Ja. Die Wahl ist vorbei, aber die Post ist langsam. Auch die Stimmen all derer, die ihre Briefwahlunterlagen am 3. November in die blauen Kästen der US-Mail geworfen haben, sollen gezählt werden. Pennsylvania hat deswegen entschieden, dass auch Stimmen, die bis zum 6. November eingehen, noch gezählt werden.
In North Carolina hat die Post nicht nur drei, sondern neun Tage Zeit. Dies wollten die Republikaner schon vor dem Wahltag stoppen – und sind zunächst vor Gerichten in den Bundesstaaten und dann vor dem obersten Gericht gescheitert. Allerdings: das war ein Eilverfahren. Das Gericht hat sich vor allem im Fall von Pennsylvania die Option offen gehalten, nach dem Wahltag erneut darüber zu entscheiden.
Steht der Supreme Court hinter Trump?
Das lässt sich so nicht sagen. Konservative Richter haben die Mehrheit, drei der neun Juristen sind von Trump berufen worden.
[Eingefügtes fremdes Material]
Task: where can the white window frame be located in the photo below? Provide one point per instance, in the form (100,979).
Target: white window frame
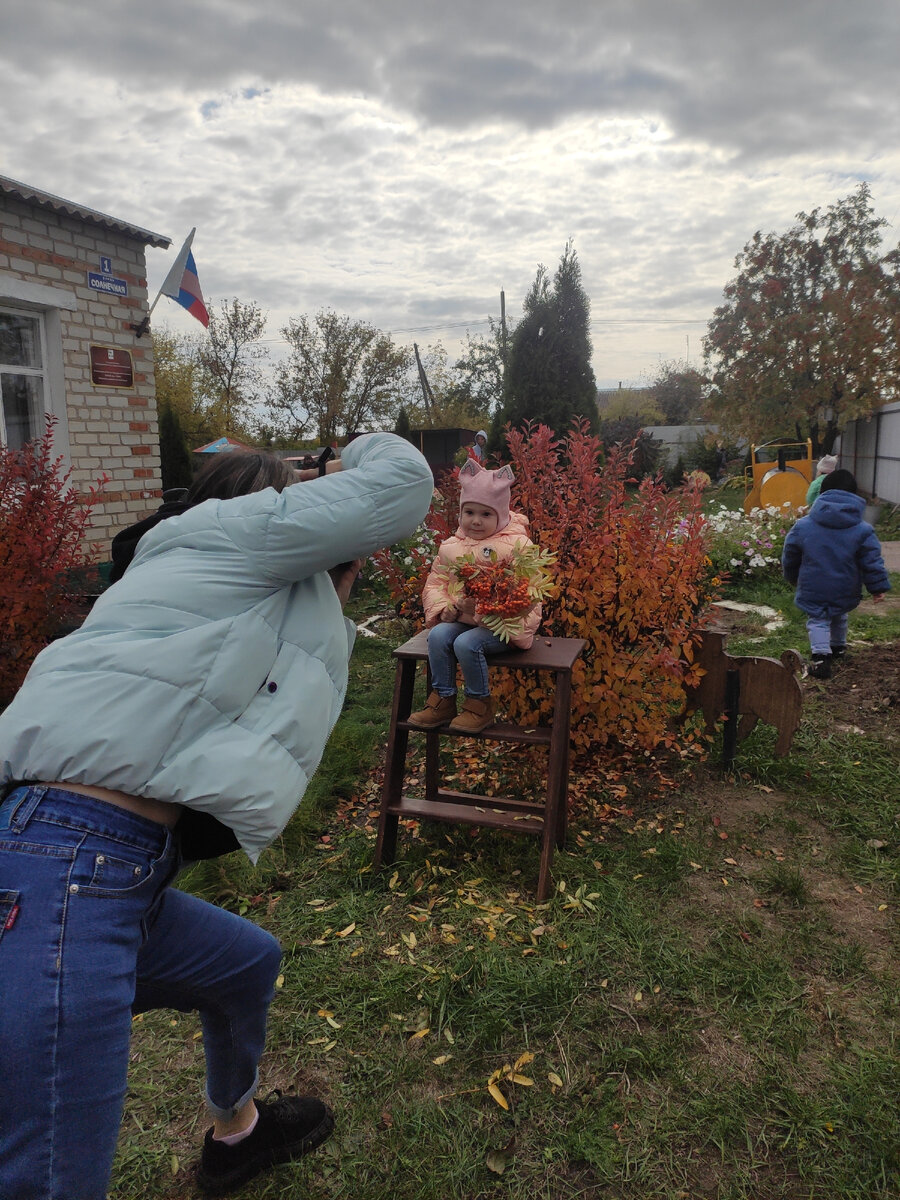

Das bedeutet aber nicht unbedingt, dass sie immer in seinem Sinne abstimmen werden. Es hat in der Vergangenheit immer wieder Fälle gegeben, in denen sich konservative Juristen auf die Seite der vermeintlich eher liberaleren Kollegen gestellt haben. Aber natürlich hofft Trump, dass die von ihm ernannten Richter auch seine Position vertreten.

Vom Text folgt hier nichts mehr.